Broadband, 5G and Publication Revenues
Apparently concern about China is one of the most bipartisan issues of American government. Another could be support of broadband availability. In fact, recent federal spending in the bipartisan infrastructure bill’s $65 billion is an example.
Connectivity is not limited to it though. In fact, 4G LTE speeds are credited with giving us firms such as Lyft, DoorDash and Uber. The Fifth Generation, 5G, is the next horizon and what it fosters may still be ahead.
Needless to say, the era of newsprint is mostly a thing of the past and it should only be hastened by improved connectivity. Traditional publications that have moved online endure plummeting subscriptions and lack of ability to sell advertising space: not just classified and employment revenues are gone, but brand marketing dollars are also being advocated elsewhere. These trends are probable to continue as modern platforms, whether Twitter, Substack, Snapchat, YouTube, TikTok, or something new in the pipeline, compete and take hold. There is a chance that it can bode well for advertising agencies but news publications and magazines may simply fold up like their former customers’ law furniture.
United States Debt & Deficit
The United States debt and deficit have been staggering since the 1980s. There was a brief respite during the Clinton years in which the budget balanced, but its really all been downhill. The debt now exceeds $31 trillion and the deficit is at about $1 trillion of a year. An ongoing issue with a debt ceiling appears serious. The House of Representatives is on firm ground when seeking to improve our nation’s fiscal standing. Despite reassuring statements from Congressional leadership, there is a possibility of this coming down to the deadline and nothing being done.
One potential solution involves the minting of a platinum coin worth $1 Trillion.

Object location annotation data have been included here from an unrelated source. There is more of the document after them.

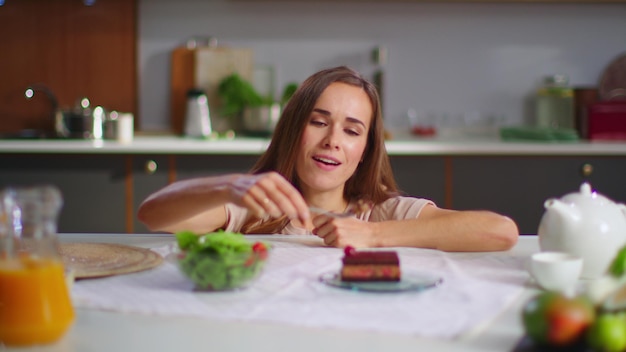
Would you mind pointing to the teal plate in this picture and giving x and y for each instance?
(411, 281)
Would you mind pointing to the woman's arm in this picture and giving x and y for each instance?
(447, 230)
(198, 204)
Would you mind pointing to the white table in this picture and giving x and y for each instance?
(96, 330)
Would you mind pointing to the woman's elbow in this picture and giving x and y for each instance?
(506, 234)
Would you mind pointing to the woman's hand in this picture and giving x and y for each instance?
(341, 232)
(269, 194)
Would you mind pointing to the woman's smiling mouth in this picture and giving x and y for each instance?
(326, 160)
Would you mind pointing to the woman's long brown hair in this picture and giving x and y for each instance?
(373, 179)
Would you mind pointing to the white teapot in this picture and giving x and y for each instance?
(587, 224)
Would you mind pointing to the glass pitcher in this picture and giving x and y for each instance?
(35, 305)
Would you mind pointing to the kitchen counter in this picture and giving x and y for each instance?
(399, 145)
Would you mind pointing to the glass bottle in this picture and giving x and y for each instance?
(35, 305)
(555, 103)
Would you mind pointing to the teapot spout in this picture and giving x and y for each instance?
(562, 209)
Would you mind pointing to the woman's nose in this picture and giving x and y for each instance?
(331, 140)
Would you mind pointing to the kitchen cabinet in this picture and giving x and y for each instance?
(93, 187)
(517, 186)
(189, 166)
(421, 176)
(149, 174)
(74, 49)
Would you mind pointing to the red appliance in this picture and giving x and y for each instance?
(607, 120)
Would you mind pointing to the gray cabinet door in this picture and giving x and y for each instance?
(189, 166)
(422, 177)
(150, 173)
(517, 186)
(92, 186)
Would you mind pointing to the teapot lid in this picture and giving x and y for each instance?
(586, 193)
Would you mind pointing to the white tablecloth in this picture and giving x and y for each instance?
(476, 288)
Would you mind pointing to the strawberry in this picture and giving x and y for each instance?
(261, 249)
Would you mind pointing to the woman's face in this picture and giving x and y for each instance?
(334, 139)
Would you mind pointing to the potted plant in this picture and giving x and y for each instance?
(254, 114)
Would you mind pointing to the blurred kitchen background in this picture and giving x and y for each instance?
(447, 59)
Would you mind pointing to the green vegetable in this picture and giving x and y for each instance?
(608, 333)
(237, 94)
(618, 266)
(220, 260)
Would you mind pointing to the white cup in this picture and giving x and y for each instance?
(556, 271)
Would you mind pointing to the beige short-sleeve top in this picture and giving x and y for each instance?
(396, 208)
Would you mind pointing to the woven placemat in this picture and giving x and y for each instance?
(92, 260)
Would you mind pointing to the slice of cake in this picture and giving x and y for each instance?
(370, 265)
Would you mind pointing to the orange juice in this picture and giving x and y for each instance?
(35, 306)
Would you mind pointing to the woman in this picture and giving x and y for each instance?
(327, 152)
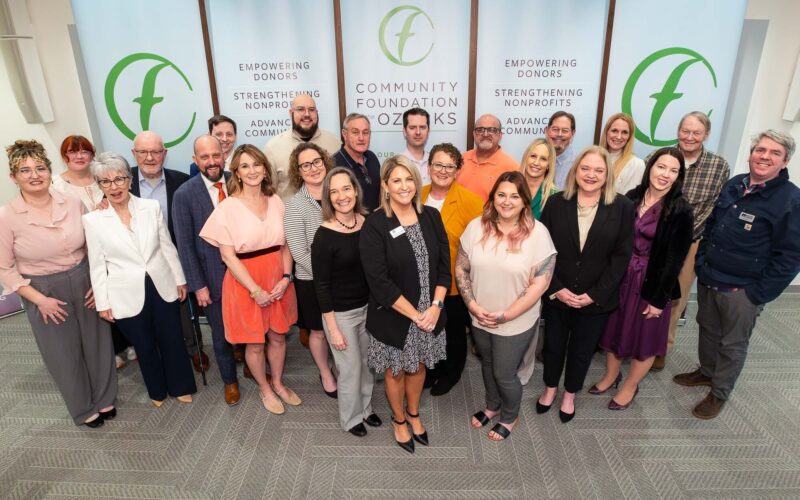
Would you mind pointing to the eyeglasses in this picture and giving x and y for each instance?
(315, 163)
(144, 153)
(82, 152)
(118, 181)
(439, 167)
(25, 172)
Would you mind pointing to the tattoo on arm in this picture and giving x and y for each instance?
(463, 279)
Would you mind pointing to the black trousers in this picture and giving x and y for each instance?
(569, 339)
(455, 331)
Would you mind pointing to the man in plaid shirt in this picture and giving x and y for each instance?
(706, 173)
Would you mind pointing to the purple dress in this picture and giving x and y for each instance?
(627, 333)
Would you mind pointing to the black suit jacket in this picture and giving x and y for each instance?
(597, 269)
(391, 271)
(173, 180)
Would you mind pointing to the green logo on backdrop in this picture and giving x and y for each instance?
(148, 99)
(666, 95)
(395, 50)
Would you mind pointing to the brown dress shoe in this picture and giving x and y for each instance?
(692, 379)
(196, 359)
(232, 394)
(709, 407)
(658, 364)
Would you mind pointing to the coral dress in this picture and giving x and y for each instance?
(260, 245)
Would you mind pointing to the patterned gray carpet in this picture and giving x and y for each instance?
(655, 449)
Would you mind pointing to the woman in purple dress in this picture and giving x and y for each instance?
(662, 236)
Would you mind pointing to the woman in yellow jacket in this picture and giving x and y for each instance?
(458, 207)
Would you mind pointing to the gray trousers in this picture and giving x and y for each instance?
(726, 321)
(355, 379)
(79, 352)
(500, 358)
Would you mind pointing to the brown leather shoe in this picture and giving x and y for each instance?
(232, 394)
(692, 379)
(196, 361)
(709, 407)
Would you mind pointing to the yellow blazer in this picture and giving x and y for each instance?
(460, 207)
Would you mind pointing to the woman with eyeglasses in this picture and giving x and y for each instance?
(258, 299)
(458, 206)
(138, 280)
(308, 165)
(43, 260)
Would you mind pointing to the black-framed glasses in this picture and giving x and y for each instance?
(118, 181)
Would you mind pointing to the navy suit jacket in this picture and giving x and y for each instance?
(201, 261)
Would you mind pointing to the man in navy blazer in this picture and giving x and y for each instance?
(202, 264)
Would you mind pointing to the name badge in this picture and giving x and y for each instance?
(399, 230)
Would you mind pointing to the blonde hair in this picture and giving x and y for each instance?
(399, 161)
(571, 184)
(627, 150)
(548, 183)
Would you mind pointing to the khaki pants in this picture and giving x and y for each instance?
(685, 280)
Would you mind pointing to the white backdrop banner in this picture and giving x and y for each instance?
(266, 52)
(661, 70)
(535, 58)
(146, 69)
(404, 54)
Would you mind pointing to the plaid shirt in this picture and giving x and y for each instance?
(702, 185)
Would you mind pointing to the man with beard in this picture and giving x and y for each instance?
(484, 164)
(202, 264)
(305, 128)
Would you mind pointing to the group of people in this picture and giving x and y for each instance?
(388, 267)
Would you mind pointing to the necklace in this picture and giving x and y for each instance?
(350, 228)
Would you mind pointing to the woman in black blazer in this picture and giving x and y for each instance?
(592, 229)
(406, 259)
(638, 329)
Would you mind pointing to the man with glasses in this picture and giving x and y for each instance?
(356, 156)
(305, 128)
(152, 181)
(416, 127)
(560, 131)
(484, 164)
(706, 173)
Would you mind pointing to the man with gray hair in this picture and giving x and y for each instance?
(356, 156)
(750, 252)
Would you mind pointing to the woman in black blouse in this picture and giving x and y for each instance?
(336, 261)
(406, 258)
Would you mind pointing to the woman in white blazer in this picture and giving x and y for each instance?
(137, 280)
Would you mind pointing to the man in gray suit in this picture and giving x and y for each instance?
(202, 264)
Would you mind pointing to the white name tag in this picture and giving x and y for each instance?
(399, 230)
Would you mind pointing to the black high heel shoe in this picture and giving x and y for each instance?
(420, 438)
(594, 390)
(407, 445)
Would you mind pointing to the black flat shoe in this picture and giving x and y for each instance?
(110, 414)
(373, 420)
(420, 438)
(358, 430)
(406, 445)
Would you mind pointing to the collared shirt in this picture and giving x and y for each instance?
(422, 165)
(34, 246)
(213, 192)
(702, 185)
(564, 162)
(158, 193)
(480, 177)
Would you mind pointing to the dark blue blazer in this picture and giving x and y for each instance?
(202, 263)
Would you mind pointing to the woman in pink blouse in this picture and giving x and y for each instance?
(43, 260)
(258, 298)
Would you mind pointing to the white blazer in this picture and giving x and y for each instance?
(118, 262)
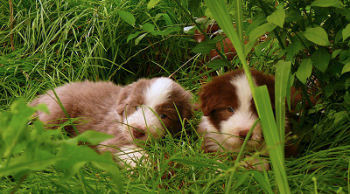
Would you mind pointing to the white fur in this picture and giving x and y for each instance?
(158, 92)
(145, 117)
(131, 155)
(242, 120)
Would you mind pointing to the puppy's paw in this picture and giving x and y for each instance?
(259, 164)
(131, 156)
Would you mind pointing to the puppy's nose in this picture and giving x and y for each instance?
(138, 133)
(243, 133)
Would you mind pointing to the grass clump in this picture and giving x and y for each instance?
(51, 42)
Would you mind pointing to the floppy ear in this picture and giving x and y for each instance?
(268, 80)
(208, 99)
(187, 108)
(131, 96)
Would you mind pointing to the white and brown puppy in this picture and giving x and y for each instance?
(135, 111)
(229, 112)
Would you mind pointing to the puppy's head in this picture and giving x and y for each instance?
(149, 107)
(229, 111)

That could be a temporary fix. Incidentally, if the budget deficit is approximately that already and interest must be paid on over 31 times that, as rates go up, a single coin would be a temporary stopgap.
How many trillion-dollar coins should actually be minted?
War
Perhaps a majority of folks have no living memory of Cold War. Among those who do, there may not be a cognizance of the importance of the Soviet Union and Communism to its adherents, as something they believed in. There may be a tendency to apply similar terms to Sino-American relations, briefly discussed above.
Yet a warm war underway between Israel and Iran could be at least as concerning. Israel and Iran are attacking each other with drones and missiles and it is nothing new. Israel is a nuclear power, Iran aims to be one. Though attacks attacks occur between the countries, and can involve neighbors, it can escalate. Full scale military conflict could draw in other participants.
Environment
Unfortunately, climate change is currently a partisan issue here in USA. It is not clear who outside the Western world, except apparently Brazil’s new leadership, is treating it with urgency. Brazil’s situation is important because of destruction of the Amazon rainforest.
Also, one might suspect that if there were no Taiga, there would be existential issues for the Boreal, and the same for the reverse.
Perhaps as concerning are issues with forever chemicals, PFAS, that are appearing in potable water sources. Negative health effects may occur with concentrations in water that are near zero and below the Environmental Protection Agency’s ability to detect at this time.
DuPont, which spun off Chemours in 2015 and left it responsible for PFAS liabilities, is also drawing heat. Other than that, 3M corporation is evidently as culpable as any corporate entity.